Моя мать родом из здешних мест, из деревни, но когда заметила, что я у нее буду, отправилась в Голландию. В ту пору среди австрийских девушек вообще было принято ездить в Голландию, работать там домашней прислугой, и вот одна ее подружка, которая как раз в Голландии была, написала, мол, приезжай, в деревне нашей тебе все равно житья не дадут, коли внебрачный ребенок, а пузо-то растет, куда это годится. Вот так она и оказалась в Херлене.

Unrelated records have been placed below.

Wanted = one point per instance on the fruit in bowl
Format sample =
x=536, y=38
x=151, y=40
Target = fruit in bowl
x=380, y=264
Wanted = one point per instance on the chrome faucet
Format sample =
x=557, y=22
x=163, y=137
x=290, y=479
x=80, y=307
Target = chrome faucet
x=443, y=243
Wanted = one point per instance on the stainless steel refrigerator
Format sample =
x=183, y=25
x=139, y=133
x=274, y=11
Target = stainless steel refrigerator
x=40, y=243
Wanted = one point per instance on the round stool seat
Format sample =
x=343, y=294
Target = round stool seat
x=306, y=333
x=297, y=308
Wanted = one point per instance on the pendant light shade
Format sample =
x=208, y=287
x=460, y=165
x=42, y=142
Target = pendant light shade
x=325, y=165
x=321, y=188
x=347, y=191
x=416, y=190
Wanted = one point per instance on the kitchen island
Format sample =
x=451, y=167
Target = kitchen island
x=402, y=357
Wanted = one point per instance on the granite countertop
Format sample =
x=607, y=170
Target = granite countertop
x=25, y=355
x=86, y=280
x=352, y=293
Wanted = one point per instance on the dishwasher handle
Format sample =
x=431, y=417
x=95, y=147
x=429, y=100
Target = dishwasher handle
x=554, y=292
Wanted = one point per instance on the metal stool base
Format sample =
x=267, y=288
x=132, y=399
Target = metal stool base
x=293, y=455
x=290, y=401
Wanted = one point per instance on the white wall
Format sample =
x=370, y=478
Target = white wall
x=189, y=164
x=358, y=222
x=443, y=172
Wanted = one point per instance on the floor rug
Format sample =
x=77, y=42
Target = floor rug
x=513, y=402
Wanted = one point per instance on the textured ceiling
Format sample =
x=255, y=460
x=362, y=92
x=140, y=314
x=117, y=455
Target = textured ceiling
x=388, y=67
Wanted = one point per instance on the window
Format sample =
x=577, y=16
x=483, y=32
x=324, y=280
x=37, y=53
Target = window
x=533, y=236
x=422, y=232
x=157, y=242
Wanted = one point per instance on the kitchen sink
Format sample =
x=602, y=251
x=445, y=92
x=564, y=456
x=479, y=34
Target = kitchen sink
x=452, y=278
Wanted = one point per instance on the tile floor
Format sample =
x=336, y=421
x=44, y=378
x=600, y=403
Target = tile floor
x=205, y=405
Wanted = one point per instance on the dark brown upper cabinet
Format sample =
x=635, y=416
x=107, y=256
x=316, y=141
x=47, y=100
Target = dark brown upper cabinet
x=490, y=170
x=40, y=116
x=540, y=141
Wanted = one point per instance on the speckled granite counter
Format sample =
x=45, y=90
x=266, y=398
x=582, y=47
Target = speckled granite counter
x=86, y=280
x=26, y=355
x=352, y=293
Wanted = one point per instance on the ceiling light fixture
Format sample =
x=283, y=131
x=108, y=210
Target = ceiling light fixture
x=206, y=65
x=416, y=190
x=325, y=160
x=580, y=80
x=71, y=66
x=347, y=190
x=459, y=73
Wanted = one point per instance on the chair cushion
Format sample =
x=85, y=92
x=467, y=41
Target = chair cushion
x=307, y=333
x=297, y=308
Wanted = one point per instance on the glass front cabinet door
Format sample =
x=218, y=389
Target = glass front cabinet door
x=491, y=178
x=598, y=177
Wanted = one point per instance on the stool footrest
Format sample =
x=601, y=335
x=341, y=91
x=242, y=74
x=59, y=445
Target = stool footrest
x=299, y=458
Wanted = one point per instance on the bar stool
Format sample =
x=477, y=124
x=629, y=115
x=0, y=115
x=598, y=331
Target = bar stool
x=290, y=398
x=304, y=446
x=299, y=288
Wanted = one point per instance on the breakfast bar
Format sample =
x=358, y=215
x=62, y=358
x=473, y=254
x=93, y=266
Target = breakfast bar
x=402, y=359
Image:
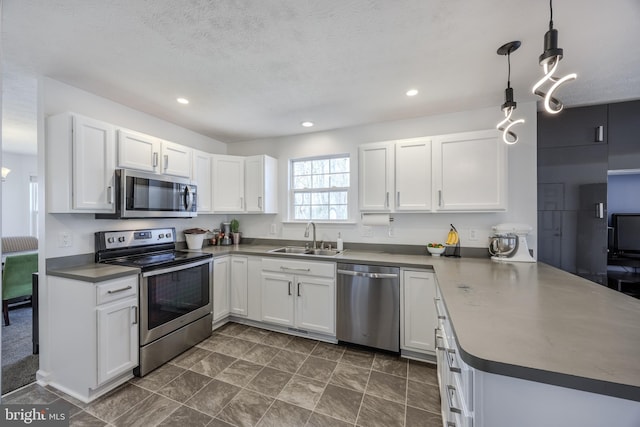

В каком-то монастыре, был там у них специальный приют для падших девушек… А потом, уже когда я появился на свет, мать там же, в Голландии, пошла работать домашней прислугой в какой-то дом в Роттердаме. Все та же подруга что-то для нее подыскала, а меня мать сдала на рыбацкую шхуну или что-то в этом роде в порту. Была там семья, которая принимала детей на время, младенцы лежали в гамаках, а когда мамаши на время приходили, им вручали их чад – понянчить. Так продолжалось примерно до года. Ну а уж потом мать перебралась со мной в Вену (S. 35–36).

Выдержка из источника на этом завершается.